For a 6 well plate: 2.5 ug of DNA + 125 uL Opti-MEM + 5 uL P3000 reagent (2 uL/ug DNA). Mix PhiC31 integrase plasmid in a 50:1 ratio (w/w) over the donor i.e. 2500 ng of PhiC31 + 50 ng of GOI/attB plasmid
125 uL OptiMEM + 3.75 uL Lipofectamine 3000
Mix 1:1 and incubate for 15 min at RT
Add 250 uL per well to cells in culture medium
Day 3: Split the cells into 10 cm plates at 1:10 and 1:20 ratio and add blasticidin. Observe daily and change blasticidin media every 3-4 days until colonies appear.
Validate the expression of the GOI using qPCR, WB, etc.
N.B. To increase the probability of getting single-copy integration of the targeting expression construct, use the amount of vector that results in less than five drug-resistant colonies in the absence of integrase. Using that amount in the presence of integrase should result in >15 colonies.
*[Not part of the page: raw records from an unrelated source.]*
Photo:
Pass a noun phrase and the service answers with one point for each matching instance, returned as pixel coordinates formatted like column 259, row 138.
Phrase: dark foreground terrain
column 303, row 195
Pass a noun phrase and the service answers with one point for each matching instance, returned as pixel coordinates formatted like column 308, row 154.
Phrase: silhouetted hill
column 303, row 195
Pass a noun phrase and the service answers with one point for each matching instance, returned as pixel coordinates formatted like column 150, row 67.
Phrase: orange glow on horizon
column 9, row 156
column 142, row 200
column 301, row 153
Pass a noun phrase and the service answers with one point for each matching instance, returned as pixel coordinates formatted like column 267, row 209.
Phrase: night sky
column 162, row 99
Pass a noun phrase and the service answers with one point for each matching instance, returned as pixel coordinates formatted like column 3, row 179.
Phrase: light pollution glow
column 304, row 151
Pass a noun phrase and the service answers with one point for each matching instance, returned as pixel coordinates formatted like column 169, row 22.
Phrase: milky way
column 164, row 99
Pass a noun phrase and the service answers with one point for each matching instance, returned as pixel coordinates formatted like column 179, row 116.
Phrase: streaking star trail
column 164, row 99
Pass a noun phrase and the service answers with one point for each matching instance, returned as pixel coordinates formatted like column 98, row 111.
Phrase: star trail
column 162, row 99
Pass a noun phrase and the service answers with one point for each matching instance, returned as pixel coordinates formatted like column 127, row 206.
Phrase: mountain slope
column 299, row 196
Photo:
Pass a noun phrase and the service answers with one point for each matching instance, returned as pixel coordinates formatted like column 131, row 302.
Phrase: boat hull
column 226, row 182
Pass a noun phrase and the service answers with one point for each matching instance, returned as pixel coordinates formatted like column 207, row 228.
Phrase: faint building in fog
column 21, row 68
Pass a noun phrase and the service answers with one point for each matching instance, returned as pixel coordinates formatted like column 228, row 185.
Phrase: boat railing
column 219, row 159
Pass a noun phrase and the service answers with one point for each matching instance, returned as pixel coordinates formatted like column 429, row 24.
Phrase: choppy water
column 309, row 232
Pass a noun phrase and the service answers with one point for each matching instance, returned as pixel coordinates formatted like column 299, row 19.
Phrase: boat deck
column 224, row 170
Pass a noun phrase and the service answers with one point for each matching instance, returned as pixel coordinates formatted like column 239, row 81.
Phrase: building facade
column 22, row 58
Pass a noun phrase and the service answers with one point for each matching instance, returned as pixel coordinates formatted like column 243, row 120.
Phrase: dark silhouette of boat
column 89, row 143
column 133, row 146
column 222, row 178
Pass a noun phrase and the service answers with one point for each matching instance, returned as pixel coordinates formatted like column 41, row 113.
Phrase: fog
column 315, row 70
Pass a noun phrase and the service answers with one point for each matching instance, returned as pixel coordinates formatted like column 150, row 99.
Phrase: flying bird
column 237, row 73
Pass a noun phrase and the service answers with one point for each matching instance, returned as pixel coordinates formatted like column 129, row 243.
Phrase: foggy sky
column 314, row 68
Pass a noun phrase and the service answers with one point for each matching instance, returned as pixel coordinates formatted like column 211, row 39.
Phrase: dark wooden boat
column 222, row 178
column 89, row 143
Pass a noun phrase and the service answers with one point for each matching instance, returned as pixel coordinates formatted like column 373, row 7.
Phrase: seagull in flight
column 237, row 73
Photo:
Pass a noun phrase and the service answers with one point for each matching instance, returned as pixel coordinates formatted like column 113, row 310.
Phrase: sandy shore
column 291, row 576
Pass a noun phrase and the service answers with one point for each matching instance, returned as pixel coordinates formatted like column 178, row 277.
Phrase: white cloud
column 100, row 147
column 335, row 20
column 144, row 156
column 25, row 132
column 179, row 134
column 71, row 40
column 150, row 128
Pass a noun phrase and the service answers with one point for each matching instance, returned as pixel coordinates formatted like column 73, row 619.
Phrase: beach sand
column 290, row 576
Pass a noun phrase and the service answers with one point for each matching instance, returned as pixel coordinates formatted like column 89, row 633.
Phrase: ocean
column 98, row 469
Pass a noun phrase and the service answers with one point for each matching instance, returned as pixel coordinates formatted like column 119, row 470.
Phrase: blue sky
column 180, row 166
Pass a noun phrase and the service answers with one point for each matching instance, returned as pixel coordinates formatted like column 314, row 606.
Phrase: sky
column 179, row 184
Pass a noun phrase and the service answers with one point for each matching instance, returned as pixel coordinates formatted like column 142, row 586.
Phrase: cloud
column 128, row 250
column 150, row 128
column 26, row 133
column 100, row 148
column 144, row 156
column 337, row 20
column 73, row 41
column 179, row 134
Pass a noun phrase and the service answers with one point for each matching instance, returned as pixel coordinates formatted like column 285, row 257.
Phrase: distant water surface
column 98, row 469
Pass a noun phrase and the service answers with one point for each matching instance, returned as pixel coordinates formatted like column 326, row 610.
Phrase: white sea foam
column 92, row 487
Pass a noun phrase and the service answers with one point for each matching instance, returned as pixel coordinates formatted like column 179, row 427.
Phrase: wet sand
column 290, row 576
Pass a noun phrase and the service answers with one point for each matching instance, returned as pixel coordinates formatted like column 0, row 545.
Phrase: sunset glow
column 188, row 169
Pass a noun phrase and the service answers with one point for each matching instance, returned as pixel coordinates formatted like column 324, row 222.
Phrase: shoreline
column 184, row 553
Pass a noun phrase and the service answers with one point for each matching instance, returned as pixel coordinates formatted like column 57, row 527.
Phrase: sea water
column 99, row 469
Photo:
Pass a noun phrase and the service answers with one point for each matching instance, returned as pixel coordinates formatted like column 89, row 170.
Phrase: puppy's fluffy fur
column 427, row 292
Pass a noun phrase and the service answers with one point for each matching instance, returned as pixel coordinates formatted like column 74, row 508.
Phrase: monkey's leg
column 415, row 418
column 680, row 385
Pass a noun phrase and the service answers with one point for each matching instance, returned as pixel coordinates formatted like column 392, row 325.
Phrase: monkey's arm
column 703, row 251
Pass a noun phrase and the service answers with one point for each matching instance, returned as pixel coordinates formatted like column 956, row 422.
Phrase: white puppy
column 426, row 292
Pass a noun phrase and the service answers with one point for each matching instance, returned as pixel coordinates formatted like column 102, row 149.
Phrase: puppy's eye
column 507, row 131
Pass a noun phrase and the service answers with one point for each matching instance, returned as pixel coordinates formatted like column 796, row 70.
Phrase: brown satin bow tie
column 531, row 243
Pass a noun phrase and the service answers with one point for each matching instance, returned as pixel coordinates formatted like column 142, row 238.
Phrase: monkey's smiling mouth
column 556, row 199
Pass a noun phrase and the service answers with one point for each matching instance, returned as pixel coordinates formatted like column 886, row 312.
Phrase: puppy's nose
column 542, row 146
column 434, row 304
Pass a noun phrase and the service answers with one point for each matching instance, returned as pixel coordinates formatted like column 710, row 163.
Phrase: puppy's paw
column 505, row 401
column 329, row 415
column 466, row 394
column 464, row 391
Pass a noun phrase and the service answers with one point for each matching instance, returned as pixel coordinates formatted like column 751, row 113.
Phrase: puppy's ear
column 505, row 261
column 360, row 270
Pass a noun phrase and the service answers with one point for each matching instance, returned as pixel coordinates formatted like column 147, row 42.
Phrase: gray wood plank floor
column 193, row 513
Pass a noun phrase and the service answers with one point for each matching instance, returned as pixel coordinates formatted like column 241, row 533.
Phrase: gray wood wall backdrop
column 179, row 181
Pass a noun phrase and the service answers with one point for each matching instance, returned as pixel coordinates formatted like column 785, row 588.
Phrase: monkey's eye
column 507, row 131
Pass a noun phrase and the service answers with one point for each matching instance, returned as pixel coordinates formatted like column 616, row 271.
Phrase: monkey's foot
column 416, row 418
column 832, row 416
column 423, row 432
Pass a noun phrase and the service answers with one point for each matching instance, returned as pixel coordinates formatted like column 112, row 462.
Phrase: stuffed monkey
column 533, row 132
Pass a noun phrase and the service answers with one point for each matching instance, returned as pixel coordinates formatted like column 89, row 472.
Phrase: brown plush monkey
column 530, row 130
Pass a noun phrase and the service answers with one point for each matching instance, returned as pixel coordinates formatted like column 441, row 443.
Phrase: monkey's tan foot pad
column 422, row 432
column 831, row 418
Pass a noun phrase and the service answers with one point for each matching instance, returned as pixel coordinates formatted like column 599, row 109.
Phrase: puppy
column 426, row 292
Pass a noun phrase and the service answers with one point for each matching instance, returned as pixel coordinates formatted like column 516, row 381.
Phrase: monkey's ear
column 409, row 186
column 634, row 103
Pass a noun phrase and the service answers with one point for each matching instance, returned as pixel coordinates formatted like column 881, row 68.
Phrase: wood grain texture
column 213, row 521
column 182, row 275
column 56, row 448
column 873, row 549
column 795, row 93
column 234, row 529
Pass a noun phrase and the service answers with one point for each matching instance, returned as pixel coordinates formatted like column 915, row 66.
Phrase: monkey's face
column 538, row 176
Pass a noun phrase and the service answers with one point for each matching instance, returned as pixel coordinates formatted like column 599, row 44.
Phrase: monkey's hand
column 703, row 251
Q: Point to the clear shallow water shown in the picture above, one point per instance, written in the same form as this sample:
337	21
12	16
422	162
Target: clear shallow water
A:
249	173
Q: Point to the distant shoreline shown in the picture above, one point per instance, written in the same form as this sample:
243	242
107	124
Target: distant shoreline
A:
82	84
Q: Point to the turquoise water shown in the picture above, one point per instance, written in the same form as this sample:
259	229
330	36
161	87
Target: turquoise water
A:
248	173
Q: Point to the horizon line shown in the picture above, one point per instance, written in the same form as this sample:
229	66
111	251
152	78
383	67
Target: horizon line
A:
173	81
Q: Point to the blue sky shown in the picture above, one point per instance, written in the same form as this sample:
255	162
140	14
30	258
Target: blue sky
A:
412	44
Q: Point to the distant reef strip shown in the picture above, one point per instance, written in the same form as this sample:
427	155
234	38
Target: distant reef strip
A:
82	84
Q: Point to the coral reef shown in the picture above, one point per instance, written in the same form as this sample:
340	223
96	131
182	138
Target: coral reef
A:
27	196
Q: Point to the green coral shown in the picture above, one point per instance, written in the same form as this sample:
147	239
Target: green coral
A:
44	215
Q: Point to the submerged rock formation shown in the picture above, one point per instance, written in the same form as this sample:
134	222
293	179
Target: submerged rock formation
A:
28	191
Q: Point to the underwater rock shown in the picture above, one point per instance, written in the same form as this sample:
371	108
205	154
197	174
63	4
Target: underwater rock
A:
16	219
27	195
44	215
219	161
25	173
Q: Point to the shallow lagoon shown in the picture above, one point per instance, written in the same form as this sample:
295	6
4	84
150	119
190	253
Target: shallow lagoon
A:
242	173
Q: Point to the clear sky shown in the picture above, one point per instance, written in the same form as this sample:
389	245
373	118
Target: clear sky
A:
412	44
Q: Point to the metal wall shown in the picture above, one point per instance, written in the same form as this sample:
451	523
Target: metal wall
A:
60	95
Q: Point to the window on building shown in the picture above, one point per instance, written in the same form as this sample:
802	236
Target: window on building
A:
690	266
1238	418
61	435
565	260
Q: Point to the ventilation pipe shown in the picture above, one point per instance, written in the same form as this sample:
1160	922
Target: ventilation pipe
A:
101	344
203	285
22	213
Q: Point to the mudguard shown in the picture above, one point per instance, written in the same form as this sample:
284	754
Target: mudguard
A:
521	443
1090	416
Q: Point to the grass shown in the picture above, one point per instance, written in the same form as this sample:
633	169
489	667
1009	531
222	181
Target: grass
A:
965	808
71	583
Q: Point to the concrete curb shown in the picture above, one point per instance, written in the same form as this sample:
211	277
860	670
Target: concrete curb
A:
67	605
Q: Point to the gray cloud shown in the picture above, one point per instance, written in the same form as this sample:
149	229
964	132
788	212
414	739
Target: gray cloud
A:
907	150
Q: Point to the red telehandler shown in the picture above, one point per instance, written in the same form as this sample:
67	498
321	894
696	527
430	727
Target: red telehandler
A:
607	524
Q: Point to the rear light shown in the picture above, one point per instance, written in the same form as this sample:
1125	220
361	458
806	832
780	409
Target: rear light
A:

It is good to have an empty vector control (to generate Bsd-resistant cells, but without GOI).
Important! We observed that in some clones the expression of the GOI can reduce over time. Best to freeze an early passage of the selected single clones after validation, and check the expression of the GOI before any important experiments.